Our current understanding of human aneuploidies has increased dramatically the past decade, facilitated by large studies of human eggs, sperm, and embryos. Research in the areas of meiotic recombination, chromosome cohesion weakening, abnormal kinetochore structures, extended effects of maternal age, and genetic contributions to aneuploidy risk, are all moving us closer to understanding the origins of aneuploidy and therefore the potential for future clinical interventions.

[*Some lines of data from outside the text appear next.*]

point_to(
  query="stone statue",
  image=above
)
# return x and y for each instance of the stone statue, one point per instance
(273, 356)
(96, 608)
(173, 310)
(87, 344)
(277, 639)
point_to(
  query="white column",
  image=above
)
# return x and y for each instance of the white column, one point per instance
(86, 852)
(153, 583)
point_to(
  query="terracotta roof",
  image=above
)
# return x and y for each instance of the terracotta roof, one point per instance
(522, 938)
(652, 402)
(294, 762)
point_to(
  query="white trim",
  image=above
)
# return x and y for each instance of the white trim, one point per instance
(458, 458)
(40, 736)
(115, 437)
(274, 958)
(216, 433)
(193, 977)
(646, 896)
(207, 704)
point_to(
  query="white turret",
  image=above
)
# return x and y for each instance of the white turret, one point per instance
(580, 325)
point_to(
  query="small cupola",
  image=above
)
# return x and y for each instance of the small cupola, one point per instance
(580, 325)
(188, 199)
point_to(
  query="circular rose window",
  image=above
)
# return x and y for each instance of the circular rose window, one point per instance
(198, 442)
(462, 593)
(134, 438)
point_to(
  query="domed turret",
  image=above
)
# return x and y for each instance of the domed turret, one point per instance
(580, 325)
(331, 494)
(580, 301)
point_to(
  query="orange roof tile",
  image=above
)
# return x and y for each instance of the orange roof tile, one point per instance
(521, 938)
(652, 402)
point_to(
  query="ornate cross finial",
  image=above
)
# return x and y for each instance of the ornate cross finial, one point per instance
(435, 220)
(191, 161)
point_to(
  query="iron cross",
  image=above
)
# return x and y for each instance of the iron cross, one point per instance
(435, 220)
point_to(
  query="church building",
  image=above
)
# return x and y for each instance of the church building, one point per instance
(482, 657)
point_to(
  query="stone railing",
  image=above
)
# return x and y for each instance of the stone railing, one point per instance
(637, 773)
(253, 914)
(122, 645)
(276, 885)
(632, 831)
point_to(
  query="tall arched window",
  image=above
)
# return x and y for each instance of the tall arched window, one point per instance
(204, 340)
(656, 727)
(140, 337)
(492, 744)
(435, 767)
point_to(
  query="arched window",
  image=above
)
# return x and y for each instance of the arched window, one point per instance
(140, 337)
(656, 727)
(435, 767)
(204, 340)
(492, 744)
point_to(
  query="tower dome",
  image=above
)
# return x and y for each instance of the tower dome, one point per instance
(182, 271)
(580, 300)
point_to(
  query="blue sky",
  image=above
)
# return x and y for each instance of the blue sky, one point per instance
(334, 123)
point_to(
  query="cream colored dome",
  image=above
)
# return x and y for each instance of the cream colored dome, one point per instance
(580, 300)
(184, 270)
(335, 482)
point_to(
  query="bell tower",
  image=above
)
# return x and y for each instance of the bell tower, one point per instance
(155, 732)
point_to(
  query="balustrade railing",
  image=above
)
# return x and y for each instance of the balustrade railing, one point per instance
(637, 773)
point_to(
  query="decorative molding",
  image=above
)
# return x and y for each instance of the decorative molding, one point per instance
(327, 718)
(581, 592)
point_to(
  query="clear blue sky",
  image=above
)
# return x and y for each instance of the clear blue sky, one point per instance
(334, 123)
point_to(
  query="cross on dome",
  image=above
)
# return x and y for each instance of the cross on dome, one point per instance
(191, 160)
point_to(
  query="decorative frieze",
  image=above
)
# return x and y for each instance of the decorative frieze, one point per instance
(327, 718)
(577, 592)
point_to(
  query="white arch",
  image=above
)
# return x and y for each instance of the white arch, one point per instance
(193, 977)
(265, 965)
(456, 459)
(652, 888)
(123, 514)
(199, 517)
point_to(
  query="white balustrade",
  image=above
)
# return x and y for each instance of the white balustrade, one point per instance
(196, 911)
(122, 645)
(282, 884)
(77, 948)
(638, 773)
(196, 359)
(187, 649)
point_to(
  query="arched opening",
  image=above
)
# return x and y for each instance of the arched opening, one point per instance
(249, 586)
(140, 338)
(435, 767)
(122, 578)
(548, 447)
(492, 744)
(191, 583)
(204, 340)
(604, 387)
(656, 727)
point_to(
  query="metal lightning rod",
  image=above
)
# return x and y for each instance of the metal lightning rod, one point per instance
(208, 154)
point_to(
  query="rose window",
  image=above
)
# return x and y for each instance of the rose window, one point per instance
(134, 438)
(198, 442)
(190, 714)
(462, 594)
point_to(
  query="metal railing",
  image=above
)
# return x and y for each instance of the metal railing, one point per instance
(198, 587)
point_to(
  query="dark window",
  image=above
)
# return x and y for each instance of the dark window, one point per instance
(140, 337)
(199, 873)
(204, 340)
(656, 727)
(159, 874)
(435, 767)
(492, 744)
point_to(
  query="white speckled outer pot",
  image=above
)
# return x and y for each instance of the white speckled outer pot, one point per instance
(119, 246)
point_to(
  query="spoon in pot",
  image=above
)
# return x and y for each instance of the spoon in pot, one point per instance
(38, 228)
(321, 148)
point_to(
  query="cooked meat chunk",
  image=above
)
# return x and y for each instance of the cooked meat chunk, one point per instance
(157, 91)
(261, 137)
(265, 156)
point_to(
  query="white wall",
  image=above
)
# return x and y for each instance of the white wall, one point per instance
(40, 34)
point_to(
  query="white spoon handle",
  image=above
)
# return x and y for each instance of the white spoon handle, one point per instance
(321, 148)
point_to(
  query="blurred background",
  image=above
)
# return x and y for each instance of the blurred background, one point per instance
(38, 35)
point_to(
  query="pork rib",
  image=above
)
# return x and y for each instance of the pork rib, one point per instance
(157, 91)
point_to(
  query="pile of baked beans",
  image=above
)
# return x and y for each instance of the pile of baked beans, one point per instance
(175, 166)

Once further molecular mechanisms associated with individual targets are identified, the field may improve diagnoses and genetic screening programs, as well as increase the efficacy of conceptions by developing interventions to reduce aneuploidy rates. Improved understanding of genomic mosaicism in preimplantation embryos, especially in placental lineages, may also contribute to advances in prenatal diagnostics.

CONFLICT OF INTERESTS

The authors declare that there are no conflict of interests.